Another analysis by Baptista Research delves into the impact of uncertainties in data center energy growth on Williams Companies. Titled “The Williams Companies: How Does The Uncertainty In Data Center Energy Growth Due to DeepSeek’s Efficiency Gains Impact Them?” the report discusses the company’s performance in the energy infrastructure sector, highlighting significant growth momentum expected to extend into the future. Baptista Research aims to assess various influencing factors on the company’s valuation, using methodologies like Discounted Cash Flow (DCF) to provide insights into Williams Companies’ potential price movements.


A look at Williams Cos Smart Scores

FactorScoreMagnitude
Value2
Dividend4
Growth4
Resilience3
Momentum4
OVERALL SMART SCORE3.4

Smart Score is a compound score for the Company indicating its overall outlook. It is derived by taking an equally weighted average of underlying Factor scores computed by Smartkarma

Based on the Smartkarma Smart Scores, Williams Cos seems to have a positive long-term outlook. With strong ratings in Dividend, Growth, and Momentum, the company appears to be in a good position for the future.
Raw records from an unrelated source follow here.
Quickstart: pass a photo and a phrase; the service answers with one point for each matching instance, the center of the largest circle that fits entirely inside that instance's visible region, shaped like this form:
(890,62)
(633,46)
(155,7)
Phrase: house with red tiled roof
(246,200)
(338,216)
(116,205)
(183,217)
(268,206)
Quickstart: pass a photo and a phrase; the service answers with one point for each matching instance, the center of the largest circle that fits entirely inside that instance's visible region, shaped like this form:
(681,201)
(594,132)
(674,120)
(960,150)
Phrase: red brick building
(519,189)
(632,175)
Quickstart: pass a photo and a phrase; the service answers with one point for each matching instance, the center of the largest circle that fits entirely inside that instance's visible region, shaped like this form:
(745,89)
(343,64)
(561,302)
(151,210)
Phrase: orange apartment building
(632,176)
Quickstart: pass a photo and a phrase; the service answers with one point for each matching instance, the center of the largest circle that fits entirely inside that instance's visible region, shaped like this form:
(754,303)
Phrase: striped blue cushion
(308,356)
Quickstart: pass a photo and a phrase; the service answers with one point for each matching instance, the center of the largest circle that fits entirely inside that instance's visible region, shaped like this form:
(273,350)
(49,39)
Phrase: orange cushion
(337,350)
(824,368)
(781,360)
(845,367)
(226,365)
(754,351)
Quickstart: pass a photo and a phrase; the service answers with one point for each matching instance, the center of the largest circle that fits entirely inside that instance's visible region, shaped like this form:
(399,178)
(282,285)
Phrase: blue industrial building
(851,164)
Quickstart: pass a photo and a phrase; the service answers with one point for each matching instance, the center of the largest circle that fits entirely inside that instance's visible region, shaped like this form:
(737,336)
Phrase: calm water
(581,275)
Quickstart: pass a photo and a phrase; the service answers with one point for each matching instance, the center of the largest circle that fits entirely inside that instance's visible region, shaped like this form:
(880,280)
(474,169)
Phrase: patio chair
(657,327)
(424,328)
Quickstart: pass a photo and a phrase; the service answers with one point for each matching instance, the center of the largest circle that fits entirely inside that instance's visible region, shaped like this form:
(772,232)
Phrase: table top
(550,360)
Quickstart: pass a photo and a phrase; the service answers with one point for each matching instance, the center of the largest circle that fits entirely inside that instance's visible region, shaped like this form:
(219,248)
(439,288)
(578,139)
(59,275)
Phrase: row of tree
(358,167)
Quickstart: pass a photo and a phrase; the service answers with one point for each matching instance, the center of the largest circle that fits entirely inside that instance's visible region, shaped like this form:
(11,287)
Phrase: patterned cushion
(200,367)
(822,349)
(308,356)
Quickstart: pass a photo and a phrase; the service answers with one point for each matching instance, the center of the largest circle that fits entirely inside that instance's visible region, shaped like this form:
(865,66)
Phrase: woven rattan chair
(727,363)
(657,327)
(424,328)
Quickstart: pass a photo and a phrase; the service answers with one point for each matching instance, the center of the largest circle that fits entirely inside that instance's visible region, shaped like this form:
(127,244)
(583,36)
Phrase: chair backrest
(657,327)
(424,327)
A high Dividend score indicates a healthy dividend payout, which can be attractive to investors seeking income. Additionally, a solid Growth score suggests potential for the company to expand and increase its profitability over time. The Momentum score also implies that Williams Cos is gaining traction and heading in a positive direction.

While the company’s Value and Resilience scores are not as high as the other factors, Williams Cos still maintains an overall positive outlook for the long term. As an energy infrastructure company with a focus on connecting North America’s hydrocarbon resources to key markets, Williams Cos plays a crucial role in the industry. With its established midstream assets and interstate gas pipelines, the company is well-positioned to capitalize on the demand for natural gas, NGLs, and olefins in the region.


Disclaimer: This article by Smartkarma is general in nature and based on historical data and analyst forecasts only using an unbiased methodology and our articles are not intended to be financial advice. It does not constitute a recommendation to buy or sell any stock, and does not take account of your objectives, or your financial situation. Note that our articles may not factor in the latest price-sensitive company announcements or qualitative material.
While all reasonable care has been taken in the preparation, Smartkarma makes no assurance about the accuracy of any generated data or content. All content is indicative only and should be independently checked for accuracy and confirmed before use. Smartkarma accepts no responsibility for any loss or damage caused as a result of any inaccuracy or error within the Lab online tools or generated data.